Lahang is an acquired taste. Those trying it for the first time may find it strange due to the sap’s distinctive smell. But believe me, this drink is just the thing to enjoy in the middle of the day. Served fresh from the bamboo, this drink is natural, healthy and very refreshing.
It can be said that bandrek and bajigur are two lovebirds that cannot be separated in the culture of West Java. When we go to buy bandrek, we can be sure that bajigur will also be sold there, and vice versa. Bajigur is made from palm sugar mixed with powdered coffee, ginger, coconut milk and various spices. The preparation process is not so different from bandrek, the palm sugar, coffee, spices and coconut milk are heated together on a stove until the aroma is released. Bajigur sellers usually provide boiled snacks that are the perfect accompaniment to the hot beverage, such as boiled peanuts, bananas and sweet potatoes.

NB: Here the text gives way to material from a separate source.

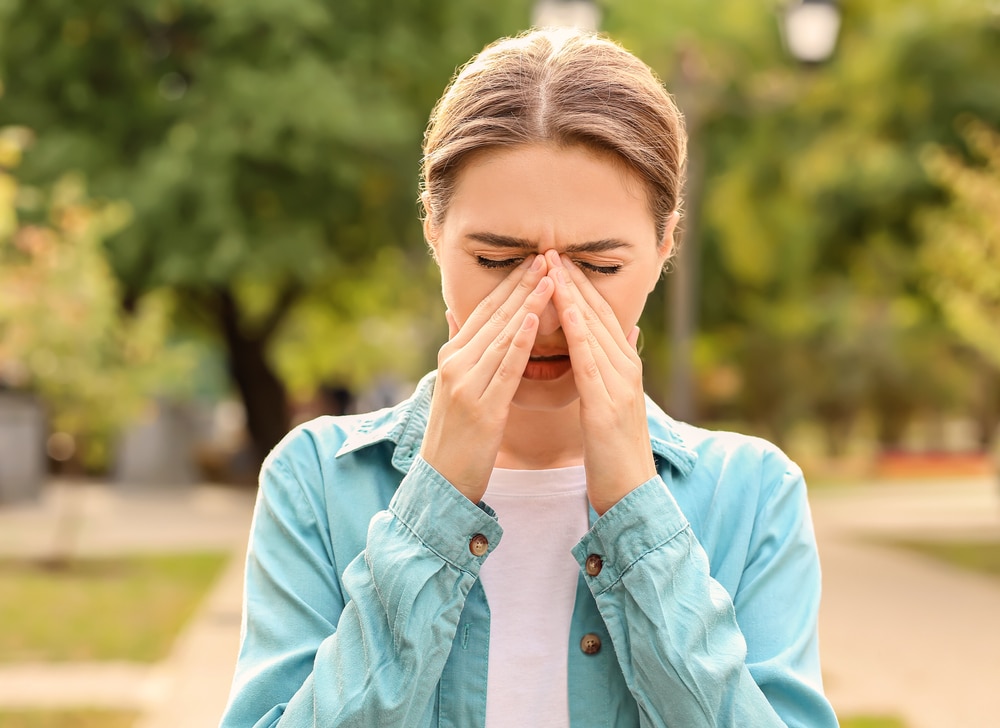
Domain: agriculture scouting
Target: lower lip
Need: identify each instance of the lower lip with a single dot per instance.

In Sundanese, the word goyobod has a meaning similar to the English phrase “like a drowned rat.” When you see this iced drink practically drowning in sweet coconut milk, you will know how it got its name. At a glance, es goyobod is no different to es campur , the dessert made with shaved ice, coconut milk and a mix of fruits and jellies. But those from West Java know the difference in es goyobod is found in the hunkwe , a special kind of jelly made from mung-bean flour that is chopped up into springy cubes and added to the mix. The typical es goyobod is made of shaved ice drizzled with syrup, liquid sugar, sliced avocado, bread, coconut milk, shredded coconut and a generous spoonful of hunkwe jellies.